Federal Eye: VA, Radio Station Clash Over Interview

Executives and lawyers for WAMU radio are demanding an apology from the Department of Veterans Affairs and the immediate return of a reporter’s recording equipment following an incident during a public forum earlier this week at the VA Hospital in Washington.

The station contends the action was a violation of the reporter’s first amendment right to gather news. The department claims the reporter did not properly identify himself nor followed necessary procedures for interviewing VA patients while at the event.

Reporter David Schultz attended the meeting Tuesday night in the hospital’s auditorium after learning about it from a VA press release. Members of the VA’s Advisory Committee on Minority Veterans organized the event to meet with concerned veterans and hear comments about care and treatment for minorities.

Army veteran Tommie Canady told the committee he had received poor treatment from the Washington hospital, according to Schultz. Intrigued by his comments, Schultz invited the veteran out into the hallway for a recorded interview.

Moments later, hospital public affairs officer Gloria Hairston approached the pair, telling Schultz he could not conduct an interview with Canady until they both signed consent forms. She summoned hospital security guards and demanded that Schultz hand over all of his equipment. After a conversation, Schultz eventually gave Hairston the flash card of his digital recorder after calling and consulting with WAMU news director Jim Asendio. He left the hospital moments later.

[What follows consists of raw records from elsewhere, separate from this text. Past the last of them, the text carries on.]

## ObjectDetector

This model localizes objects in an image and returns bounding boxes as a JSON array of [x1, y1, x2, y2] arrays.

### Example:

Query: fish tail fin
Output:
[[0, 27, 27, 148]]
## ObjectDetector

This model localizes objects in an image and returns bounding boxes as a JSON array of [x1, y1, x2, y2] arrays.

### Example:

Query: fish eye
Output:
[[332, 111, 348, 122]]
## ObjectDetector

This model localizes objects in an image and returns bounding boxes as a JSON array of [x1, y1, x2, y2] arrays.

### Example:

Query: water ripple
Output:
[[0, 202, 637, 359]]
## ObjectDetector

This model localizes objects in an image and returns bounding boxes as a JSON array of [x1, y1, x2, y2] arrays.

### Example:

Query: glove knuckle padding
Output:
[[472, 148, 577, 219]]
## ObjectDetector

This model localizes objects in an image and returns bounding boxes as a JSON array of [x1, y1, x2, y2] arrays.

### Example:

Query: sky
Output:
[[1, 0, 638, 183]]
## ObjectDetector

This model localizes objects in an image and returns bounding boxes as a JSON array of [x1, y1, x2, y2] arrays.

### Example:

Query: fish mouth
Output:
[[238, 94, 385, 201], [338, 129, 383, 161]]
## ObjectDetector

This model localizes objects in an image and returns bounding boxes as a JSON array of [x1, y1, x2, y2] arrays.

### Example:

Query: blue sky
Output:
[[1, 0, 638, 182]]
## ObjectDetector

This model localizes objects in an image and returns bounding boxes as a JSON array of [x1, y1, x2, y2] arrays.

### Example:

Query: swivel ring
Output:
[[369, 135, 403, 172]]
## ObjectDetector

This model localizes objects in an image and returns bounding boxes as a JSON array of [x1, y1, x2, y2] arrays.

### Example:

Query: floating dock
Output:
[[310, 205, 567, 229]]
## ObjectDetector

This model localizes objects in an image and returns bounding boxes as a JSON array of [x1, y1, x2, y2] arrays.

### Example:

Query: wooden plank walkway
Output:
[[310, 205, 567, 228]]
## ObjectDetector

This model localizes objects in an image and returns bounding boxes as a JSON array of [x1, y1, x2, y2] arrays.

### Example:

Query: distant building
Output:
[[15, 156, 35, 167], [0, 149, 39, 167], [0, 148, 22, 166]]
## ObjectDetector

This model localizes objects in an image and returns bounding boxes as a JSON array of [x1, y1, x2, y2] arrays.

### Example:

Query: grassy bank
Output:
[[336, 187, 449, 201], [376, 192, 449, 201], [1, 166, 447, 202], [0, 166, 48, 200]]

Schultz never properly identified himself nor obtained the consent forms necessary before speaking with Canady, according to VA spokeswoman Katie Roberts.

“We have procedures and policies in place, so that our patients can make informed decisions about what information they feel comfortable releasing or discussing with the public. That is why before we permit one-on-one interviews to be filmed or videotaped on our premises we request written consent.” A reporter with American Urban Radio and a photographer with Vaughn Enterprises also attended the town hall meeting, signed consent forms and were able to interview patients, Robert said.